David Shulkin, M.D., the organization’s new chief innovation officer, said Sanford Health has several major innovations that make it a unique organization in the health care world. Among them:
- A genetic test that allows its primary care physicians to find which medications work best for their patients and assess their personal risks of various diseases, including breast cancer.
- Permanent clinics in underserved countries that deliver modern health care to people who need it and also help Sanford Health learn innovative ways of delivering care that can be applied elsewhere.
- Weight loss and health coaching locations across the United States that are grounded in science and research.
- The first FDA-approved trial for using a person’s own stem cells as a treatment for partial rotator cuff tears.
- More than 150 open clinical trials and 350 ongoing clinical studies that help physicians provide cutting-edge treatments and advanced care to patients.
- More than 200 researchers studying cancer, rare diseases, diabetes, population health and other areas.
- Unique devices and technologies developed by physicians and researchers through a diverse and knowledgeable commercialization team.

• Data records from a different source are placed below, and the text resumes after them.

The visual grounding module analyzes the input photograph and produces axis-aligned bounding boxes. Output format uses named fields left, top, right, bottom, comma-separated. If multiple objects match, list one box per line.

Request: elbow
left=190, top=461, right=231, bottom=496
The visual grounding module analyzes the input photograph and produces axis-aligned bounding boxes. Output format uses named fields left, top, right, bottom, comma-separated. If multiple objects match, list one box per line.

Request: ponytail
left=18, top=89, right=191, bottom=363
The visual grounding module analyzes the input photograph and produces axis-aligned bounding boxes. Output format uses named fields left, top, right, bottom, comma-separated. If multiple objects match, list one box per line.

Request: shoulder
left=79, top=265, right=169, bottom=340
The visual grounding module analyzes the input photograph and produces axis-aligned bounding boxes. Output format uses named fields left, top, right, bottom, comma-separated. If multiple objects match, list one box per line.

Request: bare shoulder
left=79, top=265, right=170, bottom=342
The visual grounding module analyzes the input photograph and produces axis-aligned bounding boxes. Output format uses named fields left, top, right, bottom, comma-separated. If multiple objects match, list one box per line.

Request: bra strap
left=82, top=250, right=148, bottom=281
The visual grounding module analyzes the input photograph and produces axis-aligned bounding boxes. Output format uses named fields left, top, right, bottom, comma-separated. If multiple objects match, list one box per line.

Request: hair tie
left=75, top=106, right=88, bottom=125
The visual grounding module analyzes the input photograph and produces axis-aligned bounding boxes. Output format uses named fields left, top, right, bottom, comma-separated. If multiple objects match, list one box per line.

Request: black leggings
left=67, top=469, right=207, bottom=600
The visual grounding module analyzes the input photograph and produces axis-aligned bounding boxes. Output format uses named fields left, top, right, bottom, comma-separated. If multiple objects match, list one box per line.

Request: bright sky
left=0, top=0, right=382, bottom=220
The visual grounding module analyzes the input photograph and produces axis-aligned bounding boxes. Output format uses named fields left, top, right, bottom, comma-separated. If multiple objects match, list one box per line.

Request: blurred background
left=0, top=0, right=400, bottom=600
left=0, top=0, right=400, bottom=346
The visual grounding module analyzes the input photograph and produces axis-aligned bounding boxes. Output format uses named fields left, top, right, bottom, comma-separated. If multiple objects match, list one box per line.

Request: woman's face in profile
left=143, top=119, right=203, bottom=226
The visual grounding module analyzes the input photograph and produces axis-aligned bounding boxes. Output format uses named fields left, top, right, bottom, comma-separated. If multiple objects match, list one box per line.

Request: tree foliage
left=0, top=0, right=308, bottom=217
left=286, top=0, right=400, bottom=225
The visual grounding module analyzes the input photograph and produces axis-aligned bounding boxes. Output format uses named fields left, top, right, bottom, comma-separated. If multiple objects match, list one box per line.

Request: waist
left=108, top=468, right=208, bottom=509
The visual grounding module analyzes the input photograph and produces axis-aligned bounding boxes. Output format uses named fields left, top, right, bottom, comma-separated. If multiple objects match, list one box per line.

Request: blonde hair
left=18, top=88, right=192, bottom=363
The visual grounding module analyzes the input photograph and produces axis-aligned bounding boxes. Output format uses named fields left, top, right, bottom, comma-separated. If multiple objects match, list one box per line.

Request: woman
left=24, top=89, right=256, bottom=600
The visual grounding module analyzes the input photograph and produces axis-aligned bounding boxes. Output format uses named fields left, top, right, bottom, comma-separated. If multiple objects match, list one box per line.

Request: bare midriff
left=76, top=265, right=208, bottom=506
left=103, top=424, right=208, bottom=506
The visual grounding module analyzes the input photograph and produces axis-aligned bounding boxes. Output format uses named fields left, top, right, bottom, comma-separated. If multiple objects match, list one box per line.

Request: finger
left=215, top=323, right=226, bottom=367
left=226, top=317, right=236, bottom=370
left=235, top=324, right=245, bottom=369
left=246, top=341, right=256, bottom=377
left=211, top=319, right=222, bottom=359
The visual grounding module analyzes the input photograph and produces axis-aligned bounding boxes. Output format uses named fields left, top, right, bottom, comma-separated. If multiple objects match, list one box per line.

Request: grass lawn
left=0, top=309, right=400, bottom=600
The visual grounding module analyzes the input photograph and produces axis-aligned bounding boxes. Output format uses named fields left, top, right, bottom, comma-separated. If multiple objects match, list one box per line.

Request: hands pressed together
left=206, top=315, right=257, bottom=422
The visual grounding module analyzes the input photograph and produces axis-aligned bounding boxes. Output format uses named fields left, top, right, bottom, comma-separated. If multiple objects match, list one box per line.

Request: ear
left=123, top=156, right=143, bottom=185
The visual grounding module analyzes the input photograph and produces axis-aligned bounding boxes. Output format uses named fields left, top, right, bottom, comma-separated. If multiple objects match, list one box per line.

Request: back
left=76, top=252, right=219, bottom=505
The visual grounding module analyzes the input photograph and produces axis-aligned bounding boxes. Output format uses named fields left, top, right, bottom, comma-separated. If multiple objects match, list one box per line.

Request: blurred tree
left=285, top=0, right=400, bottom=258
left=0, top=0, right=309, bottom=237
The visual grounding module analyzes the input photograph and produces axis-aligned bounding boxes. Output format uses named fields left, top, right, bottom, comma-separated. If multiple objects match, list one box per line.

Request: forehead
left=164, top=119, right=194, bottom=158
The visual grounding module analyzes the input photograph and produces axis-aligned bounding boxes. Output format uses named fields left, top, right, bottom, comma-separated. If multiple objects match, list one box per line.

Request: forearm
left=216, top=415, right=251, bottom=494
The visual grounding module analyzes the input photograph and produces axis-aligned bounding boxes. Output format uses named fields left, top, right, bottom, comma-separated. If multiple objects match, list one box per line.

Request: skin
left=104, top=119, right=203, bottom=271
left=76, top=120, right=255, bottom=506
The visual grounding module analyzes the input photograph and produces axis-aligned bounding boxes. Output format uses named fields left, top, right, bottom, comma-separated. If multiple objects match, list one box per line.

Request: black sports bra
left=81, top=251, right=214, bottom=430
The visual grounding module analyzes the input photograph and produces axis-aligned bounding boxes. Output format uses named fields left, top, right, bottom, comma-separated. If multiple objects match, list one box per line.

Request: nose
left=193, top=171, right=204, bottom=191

- An approach to business development and athletics that creates world-class facilities for professional and amateur athletes of all ages to help them train, rehab and compete at the top of their game.
All ideas welcome
Health care is changing dramatically. Dr. Shulkin said all 50,000 Sanford Health and Good Samaritan Society employees, regardless of job or location, should feel they have a voice in helping the organization innovate how it treats patients, supports employees, and develops new technologies and techniques. In short, there are countless problems seeking solutions that best come from the front lines of health care, he said.
The innovations team will evaluate every idea submitted. Ideas that can be patented will begin that process. Otherwise, Sanford Health will turn the intellectual property rights back to the creator, so he or she can decide whether to develop it. If the idea can’t be commercialized, it might be implemented in other parts of the health system.
Patient and employee satisfaction
Engelstad said it was rewarding to know he had a hand in developing something the Minnesota clinic workers wanted. “That does make you feel that you helped in some way,” he said.
“I just think if there’s something that you’re using on a daily basis that’s slowing you down or making you less efficient, and if there’s a simple solution, it should be brought to the attention of someone,” she said.
Though Lostroh and Ingalls no longer design and build devices used in air ambulances, they are still innovating by working directly with companies. For example, their input prompted a vendor to change the materials in the loading ramp used to get patients on and off the airplane, which cut its weight and made it easier on the pilots.
“They came up with a loading ramp that everybody in the country has been using in the past 10 years. It cut the weight in half. A simple thing like that, it affected everybody in the country who was using this equipment,” Lostroh said.
“It is gratifying to play an indirect role in the job of saving lives.”